Online Proximal ADMM for Graph Learning from Streaming Smooth Signals

TL;DR

The paper tackles online learning of dynamic graph topology from streams of nodal signals assumed to be smooth on the latent graph. It introduces OPADMM, an online proximal-ADMM algorithm that updates the edge-weight vector in a time-varying, memory-efficient manner, leveraging a proximal term to regularize temporal variation. The method provides closed-form proximal updates and demonstrates sublinear static regret under mild assumptions, with per-iteration cost $\mathcal{O}(r)$ where $r=\frac{n(n-1)}{2}$. Empirical results on synthetic and real graphs show that OPADMM tracks slowly varying connectivity more effectively than state-of-the-art online baselines, confirming its practical utility for streaming graph learning.

Abstract

Graph signal processing deals with algorithms and signal representations that leverage graph structures for multivariate data analysis. Often said graph topology is not readily available and may be time-varying, hence (dynamic) graph structure learning from nodal (e.g., sensor) observations becomes a critical first step. In this paper, we develop a novel algorithm for online graph learning using observation streams, assumed to be smooth on the latent graph. Unlike batch algorithms for topology identification from smooth signals, our modus operandi is to process graph signals sequentially and thus keep memory and computational costs in check. To solve the resulting smoothness-regularized, time-varying inverse problem, we develop online and lightweight iterations built upon the proximal variant of the alternating direction method of multipliers (ADMM), well known for its fast convergence in batch settings.
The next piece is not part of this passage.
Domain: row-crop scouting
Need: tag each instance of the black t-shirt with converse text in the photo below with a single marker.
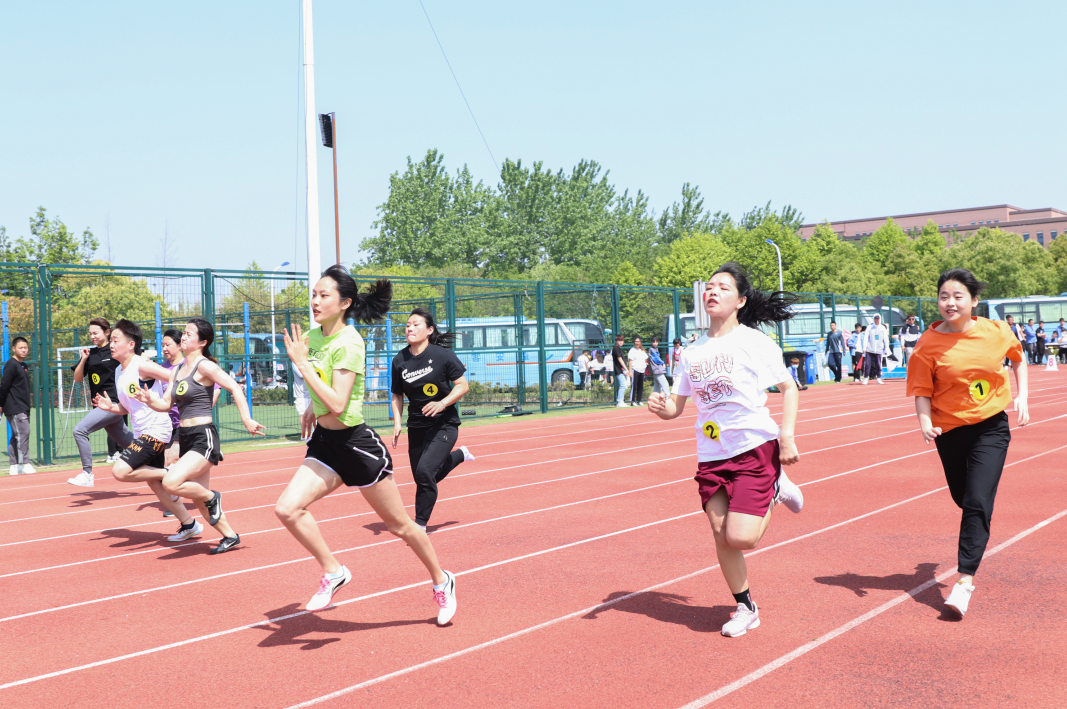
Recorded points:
(424, 378)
The proximal term in the topology updates seamlessly implements a temporal-variation regularization, and we argue the online procedure exhibits sublinear static regret under some simplifying assumptions. Reproducible experiments with synthetic and real graphs demonstrate the effectiveness of our method in adapting to streaming signals and tracking slowly-varying network connectivity. The proposed approach also exhibits better tracking performance (in terms of suboptimality), when compared to state-of-the-art online graph learning baselines.

Figures (2)

• Figure 1: Convergence behavior illustrated via the evolution of suboptimality $\|\mathbf{w}^{(k)}-\hat{\mathbf{w}}\|_{2}$ for synthetic random graph models with $n=100$ nodes: (a)-(c) stationary graphs , and (d)-(f) time-varying graphs. For the dynamic networks , the topology changes at $k=1000$. In stationary settings , our proposed method converges faster than online PG and DPG algorithms , while in dynamic settings , it demonstrates superior adaptability to changes in network topology.
• Figure 2: Convergence behavior illustrated via the evolution of suboptimality $\|\mathbf{w}^{(k)}-\hat{\mathbf{w}}\|_{2}$ for real-world graphs from the datasets Davis2011. Our proposed method converges faster than online PG and DPG algorithms in all cases.